Bioresorbable, Ultra-Flexible, Inkjet-Printed, Gold Nanoparticles-Based Neural Interface

Abstract

Electrocorticographic brain-computer interfaces (ECoG-BCIs) provide a powerful tool for both therapeutic and research applications by directly recording electrical activity from the brain's surface. With the limitations of pharmacological treatments for many neurological disorders, such as epilepsy, this technology offers significant potential for improving patient outcomes by enabling precise mapping of brain activity. However, conventional ECoG systems, built on rigid substrates, struggle to conform to the brain's contours, limiting their effectiveness and posing long-term biocompatibility challenges due to their non-bioresorbable nature. In this work, an ultra-flexible, bioresorbable inkjet-printed electrode array was developed to address these limitations. The array, consisting of 36 gold electrodes each 75 μm in size, was fabricated within an approximately 2x2 mm area on a polycaprolactone (PCL) substrate using inkjet printing and photonic sintering.

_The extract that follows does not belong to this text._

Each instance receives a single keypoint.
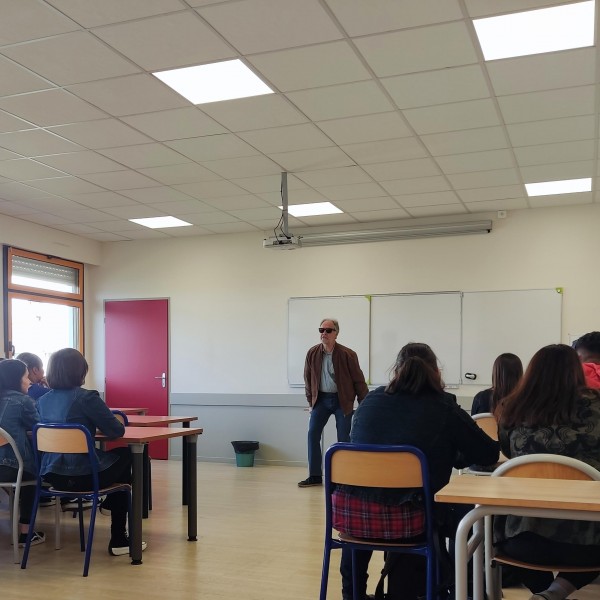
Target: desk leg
(184, 470)
(135, 524)
(192, 487)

These approaches allow for processing at room temperature, which is essential for maintaining the integrity of the heat-sensitive polymer. Electrochemical and mechanical characterizations confirmed the device's excellent performance with an impedance near 1 kΩ at 1 kHz, and in vivo testing in rats confirmed its ability to reliably record brain activity, detect various forms of seizures with a signal-to-noise ratio (SNR) of 28, and generate heat maps to track the spatial and temporal evolution of brain activity. The device’s flexibility, stability, biodegradability, and biocompatibility were further evaluated, positioning it as a safer, long-term solution for brain activity monitoring. This novel design enhances the adaptability of ECoG systems to the brain's complex structures, improves electrode density, reduces the invasiveness, and offers a time- and cost-effective solution, positioning it as a promising advancement in ECoG technology.